Very little of Tartu's medieval architecture has survived, and places such as the ruins of the towering Tartu Cathedral provide an atmosphere for contemplation and meaning to an old and dignified city. Historians at Tartu University say that this legacy should not be given up carelessly.
Tartu Cathedral (Estonian: Tartu toomkirik) is Estonia and Latvia's largest medieval church and arguably Estonia's most significant one.
The construction of the cathedral's first structure began around 1225. During the three centuries that it served as a church, the construction was continuously enlarged. The main structure was completed in the 14th century, and the last important alterations occurred in the 15th and 16th centuries.

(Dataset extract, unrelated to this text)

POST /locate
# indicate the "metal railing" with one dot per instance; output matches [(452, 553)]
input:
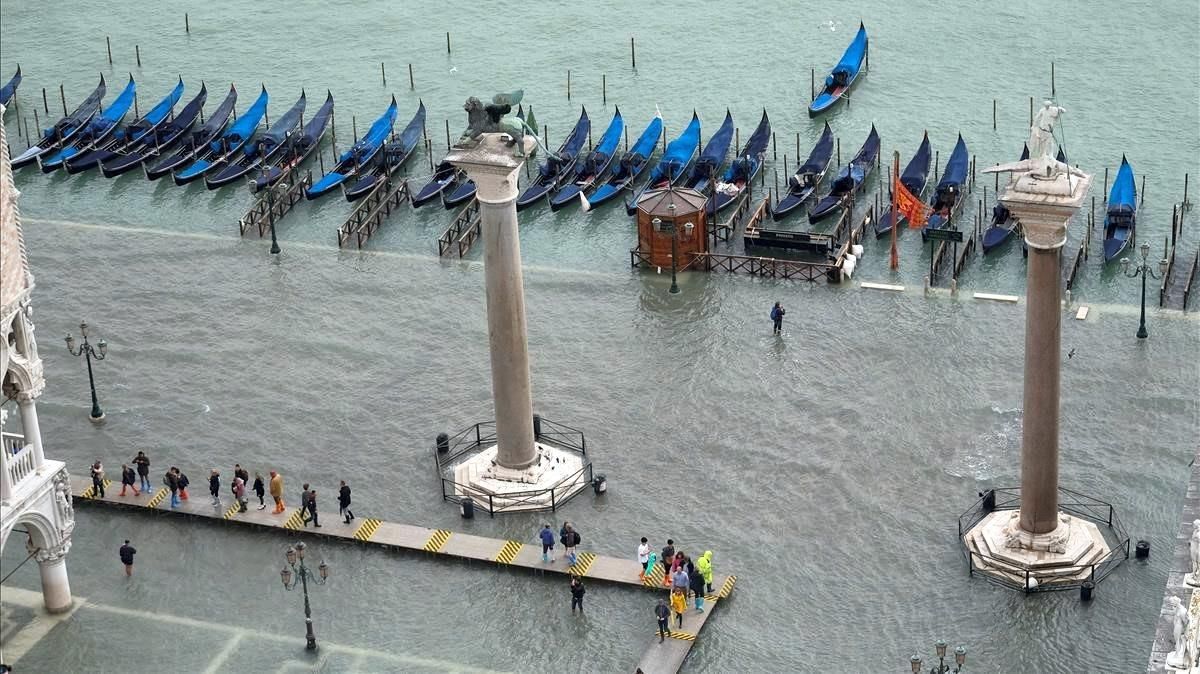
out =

The Poles who seized Tartu in 1582 and the Jesuits who visited the city recorded seeing the cathedral as the most beautiful ecclesiastical structure in Rzeczpospolita (Poland). By that time, however, the church was already falling into decay. The last masses were probably held in Tartu Cathedral around 1565, when the last remaining clergymen of the cathedral were deported to Russia.
In the early 17th century, the Swedes planned to hold Lutheran services there, but this never happened. So the cathedral was a Catholic church for the duration of its use as a place of worship. However, the deteriorating cathedral and its surroundings continued to be used as a burial ground until the Great Northern War, which left the building in ruins for good.
Mihkel Mäesalu and Madis Maasing wrote at length about the history of Tartu Cathedral in their book "Tartu Cathedral. Cathedral. Library. Museum," which brings together the related research and provides an overview of the building's eight-century history.